И остаются тогда только странные желтые цветы, которые на самом деле неведомая форзиция, а хочется, чтобы была ваниль, – вот так просто идти по улицам среди цветущей ванили – и легкая дымка зелени, облаком вдруг опустившаяся на Вотивкирхе, и мясистые, похожие сочным черешком на листья кочанного салата или артишоки, бледно-фиолетовые цветки магнолии на корявых, словно сошедших с японской гравюры, ветках.
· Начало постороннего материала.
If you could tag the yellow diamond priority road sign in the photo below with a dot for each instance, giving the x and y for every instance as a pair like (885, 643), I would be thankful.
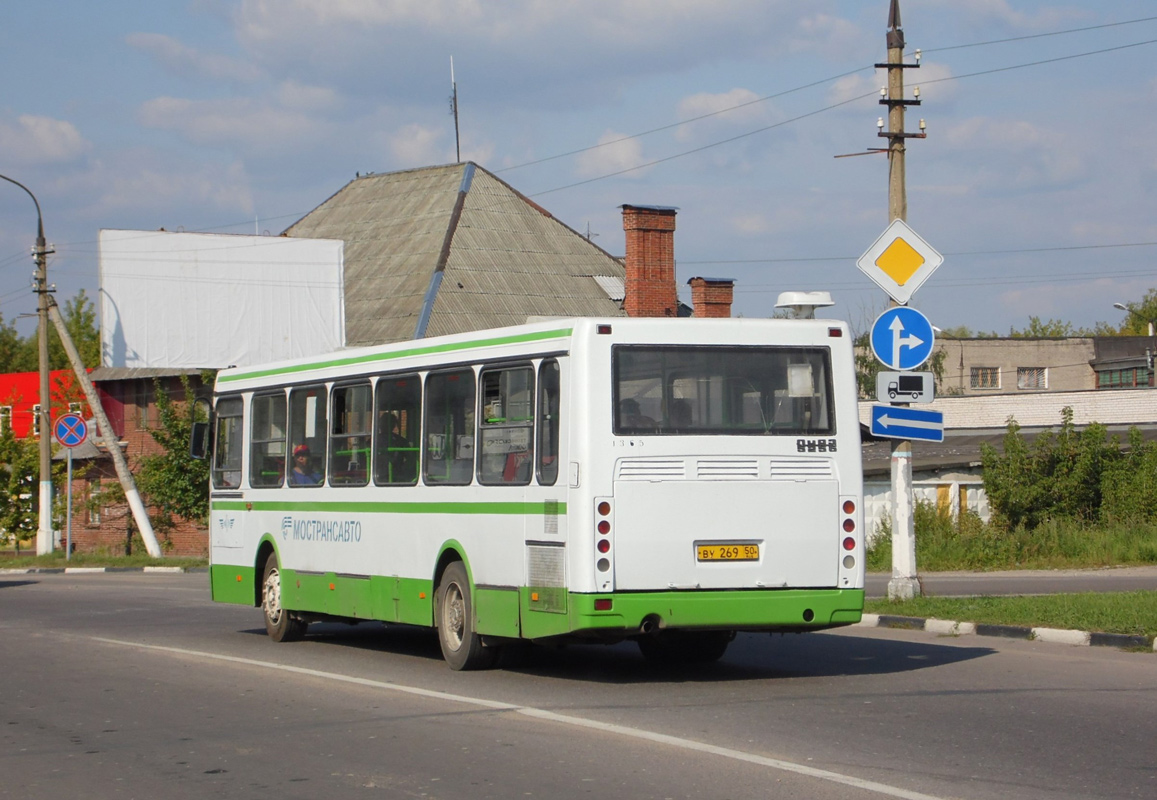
(899, 262)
Кнопф будто шагнул в весенний пыльный и странный день с фотографий старой, кайзеровской Вены: черный сюртук – если присмотреться, было видно, что на полах ткань уже просеклась, пуговицы много раз отрывались, а их пришивали, то плетя нитку крест-накрест, то соединяя дырочки правильными параллельными стежками, – черная шляпа, рыже-седая борода и пейсы.
Глаза глядели из-за круглых очков в старой оправе, с толстыми линзами, отчего каждый глаз, если ты стоял чуть сбоку, двоился, становился невзаправдашним. Кнопф то и дело поправлял очки суховатыми белыми пальцами, большой и указательный были запачканы чернилами, хотя чернилами давно ведь уже никто не пишет – только Кнопф. Он пишет чернилами, чтобы не соскользнуть с тонкого моста, соединяющего сегодня и Вену в разведенном молоком кофе древней сепии. Ты видел Кнопфа у Рупрехтскирхе – самой старой базилики города – и вокруг сразу оживал древний Еврейский квартал, когда письма посыпали песком, пахло свежим хлебом из маленьких пекарен, по улицам спешили по делам красавицы-прачки, рядом торговали с лотка южными фруктами, а где-то под землей, под домом «У большого Иордана» плескалась вода в древних ритуальных миквах.